Step 5: Taxonomic Data Retrieval

To enrich responses with relevant taxonomic information, we call the GBIF API based on the taxon extracted from the chatbot's reply:

async function getTaxonKey(taxon) {
    const url = `https://api.gbif.org/v1/species/match?name=${encodeURIComponent(taxon)}`;
    ...
}

If the taxon is found, a distribution map will be plot on the left, with the corresponding API call. I’ve opted for one of the many styles available from the GBIF API, but the others are really cool too!

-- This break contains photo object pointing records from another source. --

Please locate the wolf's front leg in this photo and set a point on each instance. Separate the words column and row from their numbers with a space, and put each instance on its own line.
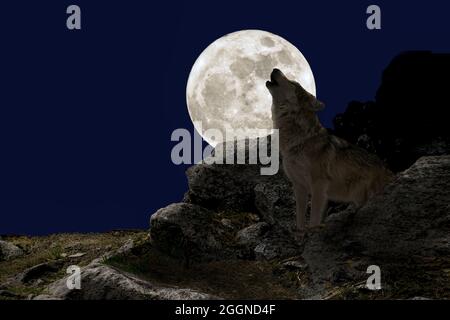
column 301, row 197
column 318, row 204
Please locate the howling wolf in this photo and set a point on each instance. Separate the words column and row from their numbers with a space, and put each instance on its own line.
column 317, row 163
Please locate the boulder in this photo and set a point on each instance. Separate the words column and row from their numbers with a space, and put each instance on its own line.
column 188, row 231
column 408, row 118
column 228, row 187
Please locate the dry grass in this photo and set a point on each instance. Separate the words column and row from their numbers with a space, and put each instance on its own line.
column 55, row 249
column 229, row 279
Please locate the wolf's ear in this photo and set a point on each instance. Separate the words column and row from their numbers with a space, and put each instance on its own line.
column 316, row 105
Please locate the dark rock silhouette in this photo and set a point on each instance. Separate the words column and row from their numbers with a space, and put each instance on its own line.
column 408, row 118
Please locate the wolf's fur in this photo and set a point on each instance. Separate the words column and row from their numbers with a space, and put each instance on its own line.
column 317, row 163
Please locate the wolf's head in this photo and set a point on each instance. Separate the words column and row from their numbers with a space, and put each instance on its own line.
column 290, row 95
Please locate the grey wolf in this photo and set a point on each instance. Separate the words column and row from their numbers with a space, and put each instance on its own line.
column 317, row 163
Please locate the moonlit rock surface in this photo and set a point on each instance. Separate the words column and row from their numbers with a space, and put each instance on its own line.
column 226, row 87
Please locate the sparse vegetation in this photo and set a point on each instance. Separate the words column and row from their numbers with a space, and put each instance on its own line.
column 55, row 250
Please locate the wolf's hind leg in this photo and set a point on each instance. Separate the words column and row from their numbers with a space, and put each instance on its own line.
column 301, row 197
column 318, row 204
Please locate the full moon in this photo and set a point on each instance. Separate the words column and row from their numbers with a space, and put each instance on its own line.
column 226, row 86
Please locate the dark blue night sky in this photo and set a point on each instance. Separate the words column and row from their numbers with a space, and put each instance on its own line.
column 86, row 116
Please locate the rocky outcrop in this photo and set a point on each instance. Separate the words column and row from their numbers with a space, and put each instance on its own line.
column 408, row 118
column 9, row 251
column 101, row 282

Step 6: Rendering Responses and Suggestions

Once the bot has generated a reply, we render it on the UI, implementing a typewriter effect for enhanced user engagement. We also provide suggestion buttons for follow-up questions:

function renderTypewriterText(text) {
    // Create a typewriter effect for the bot's reply
    ...
}

function renderSuggestions(keywords, follow_up_questions) {
    // Create suggestion buttons for follow-up questions
    ...
}

Step 7: Testing and Iteration

After implementing the chatbot, thoroughly test it with various inputs to ensure it functions as intended. Pay attention to how it handles edge cases, such as invalid queries or API errors.

Next Steps

Looking ahead, I’d like to connect the bot to the FishBase API, which would provide more quantitative data about fish species. This would make the interaction even more informative. I also think it would be great to include scientific references alongside the bot’s responses, so users can dig deeper into the research if they want to learn more.

The whole project is available on my GitHub: Chatbot Whaly.